Concentrations in Classics

A language concentration is a good complement to any major, including that in another language (students majoring in one language may concentrate in another). It includes advanced work in one or more foreign languages and a theoretical study of language as a universal human activity.

In what follows, by "course" is meant a 3-credit course, and by "advanced" is meant 3000-level or above. For all questions or substitutions, please contact Dr. David Sweet, the Chair of Classics.

Types of Classics Concentrations

Classics

Four advanced courses in any combination of Greek and Latin.

Concentration in Greek or Latin

  • Four advanced courses in Greek, or
  • Four in Latin, or
  • Three advanced courses in either language plus one "theoretical" course, e.g. CLA 3330 Historical Linguistics or PHI 4335 Philosophy of Language.

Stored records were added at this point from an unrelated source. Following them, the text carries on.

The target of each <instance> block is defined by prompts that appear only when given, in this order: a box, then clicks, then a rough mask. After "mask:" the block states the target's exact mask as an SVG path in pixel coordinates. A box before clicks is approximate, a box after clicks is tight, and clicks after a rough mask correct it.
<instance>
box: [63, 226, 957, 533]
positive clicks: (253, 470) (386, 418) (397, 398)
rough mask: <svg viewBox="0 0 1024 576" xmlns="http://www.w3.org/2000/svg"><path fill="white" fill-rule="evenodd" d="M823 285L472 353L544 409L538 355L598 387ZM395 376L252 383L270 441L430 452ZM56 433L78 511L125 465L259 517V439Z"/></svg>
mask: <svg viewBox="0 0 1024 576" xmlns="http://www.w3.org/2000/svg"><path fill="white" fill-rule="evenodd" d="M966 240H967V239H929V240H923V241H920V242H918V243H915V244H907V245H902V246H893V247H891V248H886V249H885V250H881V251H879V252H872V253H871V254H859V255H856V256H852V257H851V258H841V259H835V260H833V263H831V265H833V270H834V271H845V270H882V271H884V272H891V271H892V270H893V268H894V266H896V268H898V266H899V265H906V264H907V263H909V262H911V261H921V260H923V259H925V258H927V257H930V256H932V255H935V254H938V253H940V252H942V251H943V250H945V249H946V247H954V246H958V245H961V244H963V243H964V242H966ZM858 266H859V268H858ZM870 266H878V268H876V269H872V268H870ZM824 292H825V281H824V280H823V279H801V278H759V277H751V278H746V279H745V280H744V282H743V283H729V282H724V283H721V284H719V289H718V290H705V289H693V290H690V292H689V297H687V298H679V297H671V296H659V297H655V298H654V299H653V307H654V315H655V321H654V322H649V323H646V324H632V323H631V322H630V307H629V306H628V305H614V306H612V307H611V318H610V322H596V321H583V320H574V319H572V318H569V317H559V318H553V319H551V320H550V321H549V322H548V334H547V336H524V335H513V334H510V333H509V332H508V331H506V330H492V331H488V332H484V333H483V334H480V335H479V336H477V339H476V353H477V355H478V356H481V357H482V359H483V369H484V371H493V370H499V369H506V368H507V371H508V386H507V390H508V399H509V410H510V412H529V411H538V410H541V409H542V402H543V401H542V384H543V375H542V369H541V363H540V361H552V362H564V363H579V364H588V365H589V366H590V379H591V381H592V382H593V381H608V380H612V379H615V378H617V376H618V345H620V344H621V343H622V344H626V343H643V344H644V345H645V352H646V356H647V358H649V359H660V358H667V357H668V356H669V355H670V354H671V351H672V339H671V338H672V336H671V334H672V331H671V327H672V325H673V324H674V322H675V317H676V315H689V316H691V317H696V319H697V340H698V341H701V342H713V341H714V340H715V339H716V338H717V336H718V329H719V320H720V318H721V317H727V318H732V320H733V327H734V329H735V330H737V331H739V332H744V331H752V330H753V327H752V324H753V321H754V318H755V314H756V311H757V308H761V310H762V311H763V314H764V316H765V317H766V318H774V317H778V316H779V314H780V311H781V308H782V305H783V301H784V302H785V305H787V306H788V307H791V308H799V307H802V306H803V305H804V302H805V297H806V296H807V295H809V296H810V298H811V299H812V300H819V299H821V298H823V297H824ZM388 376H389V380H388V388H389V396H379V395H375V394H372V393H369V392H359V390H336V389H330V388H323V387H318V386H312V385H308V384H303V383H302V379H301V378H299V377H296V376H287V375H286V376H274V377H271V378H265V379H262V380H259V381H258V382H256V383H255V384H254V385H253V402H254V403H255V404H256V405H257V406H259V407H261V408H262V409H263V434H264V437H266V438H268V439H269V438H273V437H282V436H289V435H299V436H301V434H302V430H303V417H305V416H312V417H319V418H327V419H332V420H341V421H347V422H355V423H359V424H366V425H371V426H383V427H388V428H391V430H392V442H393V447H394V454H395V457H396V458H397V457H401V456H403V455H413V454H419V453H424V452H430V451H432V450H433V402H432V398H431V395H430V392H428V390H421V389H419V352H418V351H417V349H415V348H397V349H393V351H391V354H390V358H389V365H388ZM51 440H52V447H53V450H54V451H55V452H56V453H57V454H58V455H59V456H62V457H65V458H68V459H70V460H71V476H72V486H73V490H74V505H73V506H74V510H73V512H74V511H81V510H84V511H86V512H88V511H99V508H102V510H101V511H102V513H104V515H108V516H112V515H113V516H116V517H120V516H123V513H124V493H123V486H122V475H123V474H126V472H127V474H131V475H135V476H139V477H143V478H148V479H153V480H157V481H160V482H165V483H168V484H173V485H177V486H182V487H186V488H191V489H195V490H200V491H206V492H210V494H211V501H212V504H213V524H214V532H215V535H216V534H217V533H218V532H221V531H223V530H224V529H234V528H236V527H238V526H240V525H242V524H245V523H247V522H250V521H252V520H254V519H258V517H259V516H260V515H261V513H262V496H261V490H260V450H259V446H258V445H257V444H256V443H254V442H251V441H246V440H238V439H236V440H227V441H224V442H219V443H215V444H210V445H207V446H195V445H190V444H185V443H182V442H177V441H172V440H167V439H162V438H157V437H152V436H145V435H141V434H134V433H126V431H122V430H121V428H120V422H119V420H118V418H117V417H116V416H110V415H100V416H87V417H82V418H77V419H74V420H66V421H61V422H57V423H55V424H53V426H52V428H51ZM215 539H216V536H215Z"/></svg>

In place of the one theoretical course, you may substitute two lower-division courses in the other language, e.g., 1301-1302, or 2311-2312.

For any other substitutions, the permission of the Concentration Director is required.

Area Studies: Biblical Greek

  • Five courses, namely: CLG 2315 Intermediate Greek, CLG 3334 Biblical Greek Readings, CLG 3335 Patristic Greek, and two approved advanced courses in Scripture.

Area Studies: Greek

  • Five courses, namely, three advanced Greek courses and two related courses (for which the Classics Chairman's approval is required); e.g. CLA 3301 Fundamentals of Rhetoric, CLA 4340 Classical Mythology, HIS 3303 Ancient Greece, PHI 3325 Ancient Philosophy, POL 3311 Thucydides, or POL 3331 Plato's Republic.

Area Studies: Latin

  • Five courses, namely, three advanced Latin courses and two related courses (for which the Classics Chairman's approval is required); e.g. CLA 3301 Fundamentals of Rhetoric, CLA 4340 Classical Mythology, HIS 3304 The Roman Republic, or HIS 3305 The Roman Empire.